Revised Common Lectionary (Complementary)
8 Adonai is merciful and compassionate,
slow to anger and great in grace.
9 Adonai is good to all;
his compassion rests on all his creatures.
10 All your creatures will thank you, Adonai,
and your faithful servants will bless you.
11 They will speak of the glory of your kingship,
and they will tell about your might;
12 to let everyone know of your mighty acts
and the glorious majesty of your kingship.
13 Your kingship is an everlasting kingship,
your reign continues through all generations.
14 Adonai supports all who fall
and lifts up all who are bent over.
1 In the eighth month of the second year of Daryavesh, the following message from Adonai came to Z’kharyah the son of Berekhyah, the son of ‘Iddo, the prophet: 2 “Adonai was extremely angry with your ancestors. 3 Therefore, tell them that Adonai-Tzva’ot says this: ‘“Return to me,” says Adonai-Tzva’ot, “and I will return to you,” says Adonai-Tzva’ot. 4 “Don’t be like your ancestors. The earlier prophets proclaimed to them, ‘Adonai-Tzva’ot says to turn back now from your evil ways and deeds’; but they didn’t listen or pay attention to me,” says Adonai. 5 “Your ancestors, where are they?
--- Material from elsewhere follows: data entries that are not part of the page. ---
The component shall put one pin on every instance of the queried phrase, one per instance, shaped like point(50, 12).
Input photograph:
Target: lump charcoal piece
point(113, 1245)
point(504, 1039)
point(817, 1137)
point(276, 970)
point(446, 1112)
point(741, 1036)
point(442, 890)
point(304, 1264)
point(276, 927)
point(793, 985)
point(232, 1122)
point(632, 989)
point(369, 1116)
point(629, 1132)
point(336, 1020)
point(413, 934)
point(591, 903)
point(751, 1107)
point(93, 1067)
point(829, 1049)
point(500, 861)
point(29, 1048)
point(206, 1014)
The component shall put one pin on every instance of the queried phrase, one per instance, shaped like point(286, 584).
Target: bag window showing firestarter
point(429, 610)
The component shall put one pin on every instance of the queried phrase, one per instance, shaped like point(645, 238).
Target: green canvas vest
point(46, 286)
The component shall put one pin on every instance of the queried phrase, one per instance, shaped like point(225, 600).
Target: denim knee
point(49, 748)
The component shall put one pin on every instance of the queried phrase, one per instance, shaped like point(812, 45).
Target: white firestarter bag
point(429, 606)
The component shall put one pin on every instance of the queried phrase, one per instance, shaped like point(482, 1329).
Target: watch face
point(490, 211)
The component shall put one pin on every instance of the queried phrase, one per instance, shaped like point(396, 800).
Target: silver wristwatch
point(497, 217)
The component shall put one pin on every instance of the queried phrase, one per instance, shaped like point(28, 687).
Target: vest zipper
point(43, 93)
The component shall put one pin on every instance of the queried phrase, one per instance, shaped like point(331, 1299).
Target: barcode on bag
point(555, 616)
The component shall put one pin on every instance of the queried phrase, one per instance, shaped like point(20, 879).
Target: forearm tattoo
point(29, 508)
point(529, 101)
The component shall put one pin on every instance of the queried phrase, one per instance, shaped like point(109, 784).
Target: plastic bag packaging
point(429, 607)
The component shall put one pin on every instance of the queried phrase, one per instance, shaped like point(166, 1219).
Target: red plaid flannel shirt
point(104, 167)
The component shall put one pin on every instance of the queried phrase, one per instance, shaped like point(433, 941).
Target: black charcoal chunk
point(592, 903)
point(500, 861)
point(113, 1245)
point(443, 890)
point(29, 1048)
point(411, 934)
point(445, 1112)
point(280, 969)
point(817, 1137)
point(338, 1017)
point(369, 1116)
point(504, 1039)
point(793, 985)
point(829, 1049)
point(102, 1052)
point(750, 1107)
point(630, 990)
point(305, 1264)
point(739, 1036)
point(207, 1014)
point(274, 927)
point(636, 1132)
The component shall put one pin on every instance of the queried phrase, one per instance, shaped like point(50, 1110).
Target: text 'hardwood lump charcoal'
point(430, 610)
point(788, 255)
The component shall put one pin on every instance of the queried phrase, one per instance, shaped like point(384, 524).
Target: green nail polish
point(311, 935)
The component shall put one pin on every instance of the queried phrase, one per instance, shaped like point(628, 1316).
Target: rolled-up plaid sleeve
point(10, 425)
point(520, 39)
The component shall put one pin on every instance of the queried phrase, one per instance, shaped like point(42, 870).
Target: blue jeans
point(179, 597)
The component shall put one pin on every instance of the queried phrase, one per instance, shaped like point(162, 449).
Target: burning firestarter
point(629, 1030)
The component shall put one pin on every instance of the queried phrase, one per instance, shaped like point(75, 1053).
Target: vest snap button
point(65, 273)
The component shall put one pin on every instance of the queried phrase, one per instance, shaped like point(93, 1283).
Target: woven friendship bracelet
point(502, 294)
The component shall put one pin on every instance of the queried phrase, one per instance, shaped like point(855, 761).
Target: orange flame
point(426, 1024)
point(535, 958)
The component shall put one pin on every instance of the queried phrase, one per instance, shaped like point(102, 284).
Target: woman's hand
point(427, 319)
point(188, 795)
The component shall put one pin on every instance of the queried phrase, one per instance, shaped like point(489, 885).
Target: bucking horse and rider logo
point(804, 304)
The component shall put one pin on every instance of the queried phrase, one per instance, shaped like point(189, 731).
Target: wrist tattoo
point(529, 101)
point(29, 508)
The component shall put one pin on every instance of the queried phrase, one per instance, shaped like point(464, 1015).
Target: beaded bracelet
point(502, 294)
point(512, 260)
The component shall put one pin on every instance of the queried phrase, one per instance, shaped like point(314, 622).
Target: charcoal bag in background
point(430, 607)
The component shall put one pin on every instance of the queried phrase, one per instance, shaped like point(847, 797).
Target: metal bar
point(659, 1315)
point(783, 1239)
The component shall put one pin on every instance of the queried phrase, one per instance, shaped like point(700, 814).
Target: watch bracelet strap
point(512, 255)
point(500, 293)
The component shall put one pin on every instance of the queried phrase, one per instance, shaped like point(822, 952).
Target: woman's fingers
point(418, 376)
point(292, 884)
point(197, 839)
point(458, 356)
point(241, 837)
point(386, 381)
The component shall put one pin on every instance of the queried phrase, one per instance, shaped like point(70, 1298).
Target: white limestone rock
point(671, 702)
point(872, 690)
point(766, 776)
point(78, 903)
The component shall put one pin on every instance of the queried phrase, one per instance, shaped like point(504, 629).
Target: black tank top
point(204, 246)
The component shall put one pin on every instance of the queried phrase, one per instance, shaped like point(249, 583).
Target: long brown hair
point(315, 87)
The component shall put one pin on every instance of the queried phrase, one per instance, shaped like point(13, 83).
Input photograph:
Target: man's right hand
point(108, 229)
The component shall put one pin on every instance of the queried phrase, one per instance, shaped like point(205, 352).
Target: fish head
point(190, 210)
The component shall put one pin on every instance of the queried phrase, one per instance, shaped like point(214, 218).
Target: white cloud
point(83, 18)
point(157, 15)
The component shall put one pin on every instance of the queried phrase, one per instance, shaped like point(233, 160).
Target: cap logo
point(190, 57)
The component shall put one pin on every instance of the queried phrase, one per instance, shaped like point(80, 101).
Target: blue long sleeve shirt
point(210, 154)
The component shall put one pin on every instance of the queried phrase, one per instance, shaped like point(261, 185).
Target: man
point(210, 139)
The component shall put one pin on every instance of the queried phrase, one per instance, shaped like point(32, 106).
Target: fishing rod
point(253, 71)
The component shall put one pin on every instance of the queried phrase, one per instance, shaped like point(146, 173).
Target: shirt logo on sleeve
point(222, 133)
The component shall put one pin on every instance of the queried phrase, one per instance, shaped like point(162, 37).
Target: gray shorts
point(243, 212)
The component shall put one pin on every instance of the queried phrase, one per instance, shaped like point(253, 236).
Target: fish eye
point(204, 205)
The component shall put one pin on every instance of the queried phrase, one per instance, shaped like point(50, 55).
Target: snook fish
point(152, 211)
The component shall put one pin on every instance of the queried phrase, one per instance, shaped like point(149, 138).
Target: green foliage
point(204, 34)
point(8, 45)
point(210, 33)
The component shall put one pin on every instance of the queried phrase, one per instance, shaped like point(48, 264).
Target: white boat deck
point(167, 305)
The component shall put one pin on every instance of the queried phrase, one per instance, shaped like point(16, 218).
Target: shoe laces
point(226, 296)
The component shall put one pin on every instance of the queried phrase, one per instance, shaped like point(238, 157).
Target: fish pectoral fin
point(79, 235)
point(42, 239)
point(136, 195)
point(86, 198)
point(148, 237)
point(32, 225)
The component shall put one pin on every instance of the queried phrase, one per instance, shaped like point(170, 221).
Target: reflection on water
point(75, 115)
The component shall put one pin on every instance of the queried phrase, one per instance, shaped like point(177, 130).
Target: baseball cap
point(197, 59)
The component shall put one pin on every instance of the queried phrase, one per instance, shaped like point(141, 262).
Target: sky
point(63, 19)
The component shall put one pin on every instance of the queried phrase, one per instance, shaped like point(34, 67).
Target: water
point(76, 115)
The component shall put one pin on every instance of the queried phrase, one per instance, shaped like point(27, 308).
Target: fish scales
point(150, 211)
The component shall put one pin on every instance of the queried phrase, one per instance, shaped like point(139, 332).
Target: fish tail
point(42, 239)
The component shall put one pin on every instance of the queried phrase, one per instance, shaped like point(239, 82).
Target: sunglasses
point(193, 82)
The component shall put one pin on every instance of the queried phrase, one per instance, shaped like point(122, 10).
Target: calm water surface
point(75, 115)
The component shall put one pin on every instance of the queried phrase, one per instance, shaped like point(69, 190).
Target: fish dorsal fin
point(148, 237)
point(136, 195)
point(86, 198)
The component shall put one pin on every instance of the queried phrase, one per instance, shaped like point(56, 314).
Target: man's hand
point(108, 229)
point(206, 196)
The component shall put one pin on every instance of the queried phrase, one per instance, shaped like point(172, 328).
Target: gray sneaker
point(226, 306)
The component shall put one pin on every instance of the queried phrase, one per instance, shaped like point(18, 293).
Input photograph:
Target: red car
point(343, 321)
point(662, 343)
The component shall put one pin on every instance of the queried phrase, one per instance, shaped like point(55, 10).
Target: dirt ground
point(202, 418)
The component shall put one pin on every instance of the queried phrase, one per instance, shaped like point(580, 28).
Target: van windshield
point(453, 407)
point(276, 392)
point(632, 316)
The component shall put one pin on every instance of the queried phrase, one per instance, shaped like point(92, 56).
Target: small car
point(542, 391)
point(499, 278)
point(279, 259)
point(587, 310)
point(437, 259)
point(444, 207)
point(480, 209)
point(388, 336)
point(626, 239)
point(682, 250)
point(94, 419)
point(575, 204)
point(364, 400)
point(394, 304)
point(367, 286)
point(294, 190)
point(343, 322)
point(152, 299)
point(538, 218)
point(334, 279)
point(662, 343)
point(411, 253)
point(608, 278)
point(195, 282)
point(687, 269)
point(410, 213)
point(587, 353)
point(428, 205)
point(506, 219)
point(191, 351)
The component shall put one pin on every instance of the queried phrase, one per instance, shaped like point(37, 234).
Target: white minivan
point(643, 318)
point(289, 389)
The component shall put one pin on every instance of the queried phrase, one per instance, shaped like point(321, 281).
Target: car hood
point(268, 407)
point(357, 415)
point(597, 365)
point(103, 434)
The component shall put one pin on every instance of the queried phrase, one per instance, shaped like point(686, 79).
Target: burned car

And the prophets, do they live forever? 6 But my words and my laws, which I ordered my servants the prophets, overtook your ancestors, didn’t they? Then they turned and said, ‘Adonai has dealt with us according to our ways and deeds, just as he intended to do.’”’”
7 Surely you know, brothers — for I am speaking to those who understand Torah — that the Torah has authority over a person only so long as he lives? 2 For example, a married woman is bound by Torah to her husband while he is alive; but if the husband dies, she is released from the part of the Torah that deals with husbands. 3 Therefore, while the husband is alive, she will be called an adulteress if she marries another man; but if the husband dies, she is free from that part of the Torah; so that if she marries another man, she is not an adulteress.
4 Thus, my brothers, you have been made dead with regard to the Torah through the Messiah’s body, so that you may belong to someone else, namely, the one who has been raised from the dead, in order for us to bear fruit for God. 5 For when we were living according to our old nature, the passions connected with sins worked through the Torah in our various parts, with the result that we bore fruit for death. 6 But now we have been released from this aspect of the Torah, because we have died to that which had us in its clutches, so that we are serving in the new way provided by the Spirit and not in the old way of outwardly following the letter of the law.